Tesla’s first Corporate Sustainability Report report
The electric-car maker offered fewer specifics on diversity and water use.
Tesla Inc. released its first-ever environmental impact report on Tuesday afternoon, joining the 80 percent of S&P 500 companies who produce glossy-looking and sunny testaments to their own corporate sustainability record. There are pictures of smiling employees, solar panels in green fields, and data on the electric automaker’s performance on some environment and social metrics.
The company put a total on its worldwide carbon dioxide output in a single year: 282,000 metric tons of CO2 released, directly and indirectly, across its facilities, energy operations, network of car chargers, and sales and delivery services in 2017. This data establishes a baseline, allowing investors and other observers to detect a trend in future reports.
Tesla’s self-reported emissions from its facilities—146,000 metric tons of CO2—compares favorably to conventional automakers.

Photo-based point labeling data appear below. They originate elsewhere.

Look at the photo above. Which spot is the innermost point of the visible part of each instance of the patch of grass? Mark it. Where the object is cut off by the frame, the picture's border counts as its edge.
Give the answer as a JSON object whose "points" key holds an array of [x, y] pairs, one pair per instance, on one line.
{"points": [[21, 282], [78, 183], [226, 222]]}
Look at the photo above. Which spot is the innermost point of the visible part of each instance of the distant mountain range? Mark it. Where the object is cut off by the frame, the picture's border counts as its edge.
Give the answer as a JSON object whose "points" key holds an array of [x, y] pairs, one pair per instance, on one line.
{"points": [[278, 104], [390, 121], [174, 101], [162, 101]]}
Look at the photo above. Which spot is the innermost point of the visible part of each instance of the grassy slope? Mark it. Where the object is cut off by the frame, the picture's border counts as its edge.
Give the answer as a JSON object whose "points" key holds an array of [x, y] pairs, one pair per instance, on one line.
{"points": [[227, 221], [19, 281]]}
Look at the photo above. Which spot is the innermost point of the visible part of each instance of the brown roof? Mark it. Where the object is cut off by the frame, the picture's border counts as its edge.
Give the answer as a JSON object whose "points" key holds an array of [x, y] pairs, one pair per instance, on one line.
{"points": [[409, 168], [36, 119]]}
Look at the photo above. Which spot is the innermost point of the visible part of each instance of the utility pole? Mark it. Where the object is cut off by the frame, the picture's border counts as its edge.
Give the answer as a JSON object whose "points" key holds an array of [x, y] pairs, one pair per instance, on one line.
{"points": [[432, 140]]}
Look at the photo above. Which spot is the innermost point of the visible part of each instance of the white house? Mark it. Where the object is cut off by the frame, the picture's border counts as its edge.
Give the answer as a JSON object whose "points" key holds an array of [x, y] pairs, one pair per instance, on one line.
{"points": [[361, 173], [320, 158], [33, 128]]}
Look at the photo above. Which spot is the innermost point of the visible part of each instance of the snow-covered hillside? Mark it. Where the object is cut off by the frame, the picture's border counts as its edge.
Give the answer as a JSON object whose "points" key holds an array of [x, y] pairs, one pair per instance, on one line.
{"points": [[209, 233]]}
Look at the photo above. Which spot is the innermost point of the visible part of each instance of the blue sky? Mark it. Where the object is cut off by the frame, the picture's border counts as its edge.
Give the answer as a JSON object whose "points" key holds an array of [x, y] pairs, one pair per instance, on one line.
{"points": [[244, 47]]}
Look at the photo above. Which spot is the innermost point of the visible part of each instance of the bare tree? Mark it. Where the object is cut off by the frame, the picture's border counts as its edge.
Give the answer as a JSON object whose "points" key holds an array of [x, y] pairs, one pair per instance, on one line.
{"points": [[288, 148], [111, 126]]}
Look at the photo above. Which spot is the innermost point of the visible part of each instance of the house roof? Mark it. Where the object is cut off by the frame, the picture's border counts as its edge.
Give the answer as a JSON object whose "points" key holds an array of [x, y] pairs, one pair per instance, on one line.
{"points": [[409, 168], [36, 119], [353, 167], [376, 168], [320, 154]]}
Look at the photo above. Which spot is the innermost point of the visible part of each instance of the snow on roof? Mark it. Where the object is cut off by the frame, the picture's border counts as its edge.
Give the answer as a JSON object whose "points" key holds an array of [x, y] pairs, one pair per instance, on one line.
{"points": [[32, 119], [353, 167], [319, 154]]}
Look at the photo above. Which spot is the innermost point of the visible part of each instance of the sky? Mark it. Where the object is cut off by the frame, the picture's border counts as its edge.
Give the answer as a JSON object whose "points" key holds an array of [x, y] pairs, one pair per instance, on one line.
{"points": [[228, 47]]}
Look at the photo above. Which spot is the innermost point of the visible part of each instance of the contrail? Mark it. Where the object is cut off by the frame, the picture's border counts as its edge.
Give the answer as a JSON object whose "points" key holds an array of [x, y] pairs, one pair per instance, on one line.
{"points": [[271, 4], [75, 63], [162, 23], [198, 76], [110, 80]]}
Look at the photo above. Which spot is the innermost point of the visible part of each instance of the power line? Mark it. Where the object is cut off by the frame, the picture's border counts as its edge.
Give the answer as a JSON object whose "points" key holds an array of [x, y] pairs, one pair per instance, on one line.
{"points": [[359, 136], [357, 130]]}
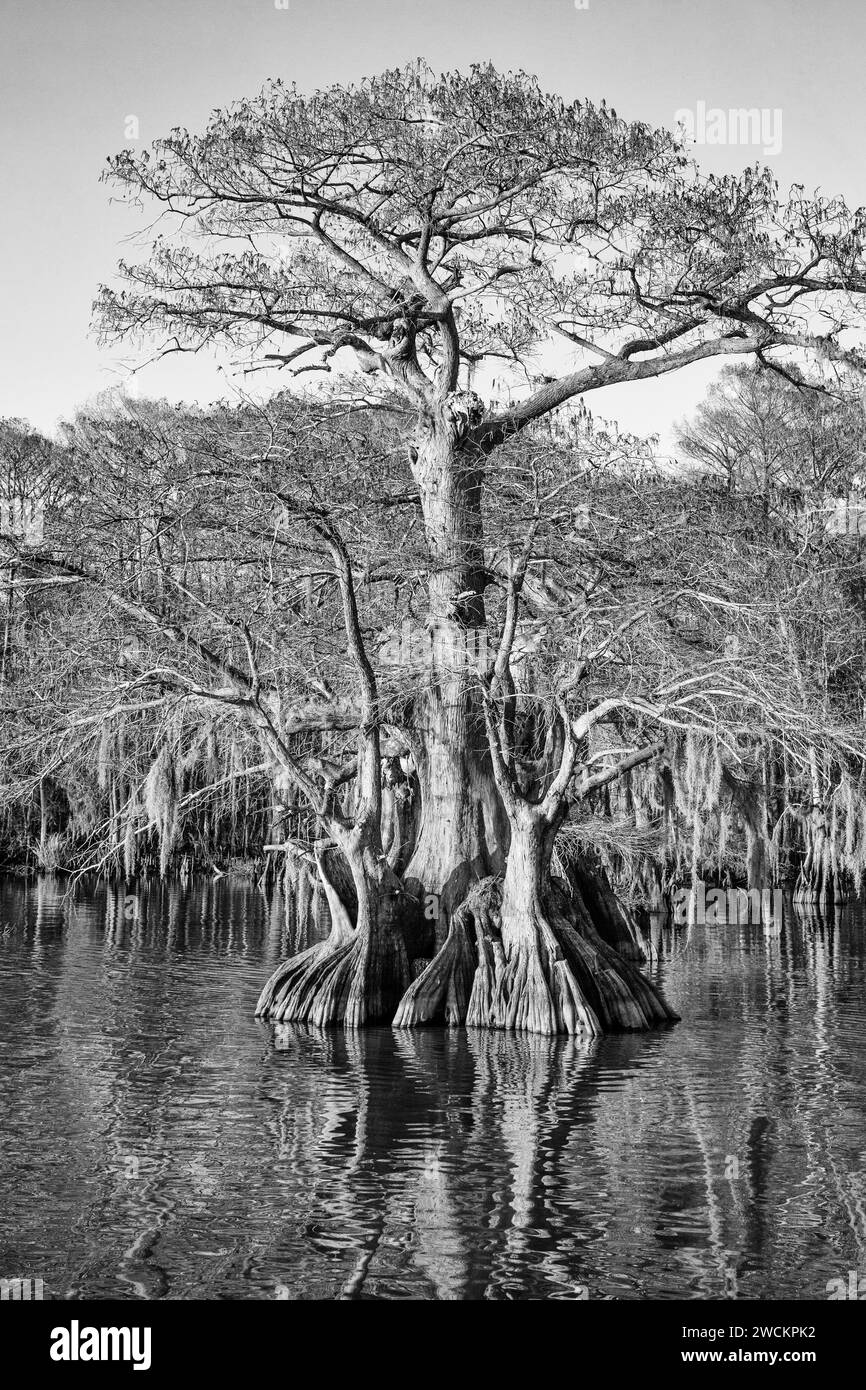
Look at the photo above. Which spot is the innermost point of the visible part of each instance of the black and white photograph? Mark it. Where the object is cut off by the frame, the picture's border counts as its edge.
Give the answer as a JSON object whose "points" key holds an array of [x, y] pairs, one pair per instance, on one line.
{"points": [[433, 670]]}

Ford Motor Co. said its worldwide facility CO2 emissions is 4.4 million metric tons.
Of course, Tesla sells fewer vehicles and has the distinction among major automakers of producing none with internal combustion engines—and the sustainability report focused on this.
Tesla said it has sold more than 550,000 electric vehicles, for example, with more than 10 billion miles driven. That works out to saving over 4 million metric tons of CO2 compared to conventional driving. Tesla explained this math as follows: “This is the equivalent of saving emissions from being released into the environment from over 500K ICE vehicles with a fuel economy of 22 miles per gallon.”

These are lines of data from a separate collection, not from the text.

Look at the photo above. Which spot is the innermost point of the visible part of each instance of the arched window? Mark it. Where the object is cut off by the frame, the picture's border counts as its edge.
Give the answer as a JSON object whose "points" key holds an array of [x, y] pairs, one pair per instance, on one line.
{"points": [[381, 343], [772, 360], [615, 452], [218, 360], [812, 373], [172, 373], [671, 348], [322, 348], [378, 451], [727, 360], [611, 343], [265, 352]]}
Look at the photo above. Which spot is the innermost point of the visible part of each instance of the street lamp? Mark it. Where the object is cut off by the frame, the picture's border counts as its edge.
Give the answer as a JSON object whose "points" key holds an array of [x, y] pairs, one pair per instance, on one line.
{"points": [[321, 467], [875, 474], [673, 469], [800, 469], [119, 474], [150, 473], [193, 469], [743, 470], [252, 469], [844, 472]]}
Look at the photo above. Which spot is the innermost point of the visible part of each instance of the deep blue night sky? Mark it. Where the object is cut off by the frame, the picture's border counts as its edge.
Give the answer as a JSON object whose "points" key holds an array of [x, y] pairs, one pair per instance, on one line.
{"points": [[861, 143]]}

The report had hard numbers on energy—Tesla said its solar generation of 13.25 terrawatt hours far exceeds the energy consumption of its fleet of cars on the road, at 5.26 terrawatt hours—but provided fewer specifics about worker safety at its auto factory in Fremont, California or the efficiency of its battery gigafactory in Nevada.
On diversity, meanwhile, the company reported that two-thirds of employees at the Fremont factory identify as Asian, Hispanic/Latino, African American or Other. There was no information about other locations.

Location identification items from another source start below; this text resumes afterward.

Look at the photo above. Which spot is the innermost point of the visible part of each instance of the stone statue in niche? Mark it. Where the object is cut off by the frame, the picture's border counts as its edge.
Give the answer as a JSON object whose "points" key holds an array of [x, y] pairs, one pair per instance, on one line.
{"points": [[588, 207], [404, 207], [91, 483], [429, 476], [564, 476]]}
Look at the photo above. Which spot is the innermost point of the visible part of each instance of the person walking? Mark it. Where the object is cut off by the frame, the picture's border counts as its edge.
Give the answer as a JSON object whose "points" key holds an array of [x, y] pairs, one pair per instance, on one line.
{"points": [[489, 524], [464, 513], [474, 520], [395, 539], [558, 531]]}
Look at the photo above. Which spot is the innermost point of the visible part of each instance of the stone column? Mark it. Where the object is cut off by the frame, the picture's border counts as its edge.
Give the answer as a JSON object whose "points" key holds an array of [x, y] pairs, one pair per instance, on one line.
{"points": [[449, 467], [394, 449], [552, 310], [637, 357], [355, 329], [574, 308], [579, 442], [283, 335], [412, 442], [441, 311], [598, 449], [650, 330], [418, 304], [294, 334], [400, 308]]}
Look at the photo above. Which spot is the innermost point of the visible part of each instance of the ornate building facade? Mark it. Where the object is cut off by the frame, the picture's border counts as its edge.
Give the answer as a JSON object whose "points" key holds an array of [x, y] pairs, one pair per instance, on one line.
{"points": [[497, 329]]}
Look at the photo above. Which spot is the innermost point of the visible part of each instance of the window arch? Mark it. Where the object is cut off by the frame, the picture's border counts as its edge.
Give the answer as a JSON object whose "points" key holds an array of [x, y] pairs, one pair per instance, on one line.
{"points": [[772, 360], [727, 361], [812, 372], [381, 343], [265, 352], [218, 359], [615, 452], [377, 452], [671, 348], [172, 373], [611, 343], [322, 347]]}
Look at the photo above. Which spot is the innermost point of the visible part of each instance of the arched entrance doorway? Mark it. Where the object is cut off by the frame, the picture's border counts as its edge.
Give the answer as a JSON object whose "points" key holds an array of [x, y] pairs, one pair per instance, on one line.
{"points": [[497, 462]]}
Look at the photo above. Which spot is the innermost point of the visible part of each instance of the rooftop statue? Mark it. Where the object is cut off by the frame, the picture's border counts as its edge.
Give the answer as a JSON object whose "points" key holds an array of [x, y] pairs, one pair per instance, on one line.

A shareholder who tracks corporate sustainability said Tesla’s initial report went beyond superficial metrics. “With any first report there’s always going to be room for improvement, though this is kind of a step above most first sustainability reports we see,” said Allan Pearce, a shareholder advocate at Trillium Asset Management in Portland, Oregon. Pearce noted the inclusion of a full greenhouse-gas footprint, a metric often left out of first-time reports.
Tesla said water use per vehicle manufactured dropped by 9 percent from 2016 to 2017. Pearce said investors would have wanted a more data and concrete goals.
Trillium, which oversees about $2.5 billion for socially-conscious investors, had been seeking a sustainability report from Tesla since 2017 after reports of high injury rates at the factory in Fremont. On Tuesday, the firm withdrew a shareholder proposal it had submitted in December asking it to publish the report.
In the future, Pearce said, he’d like to see more analysis about how much greener its cars are compared to internal combustion vehicles.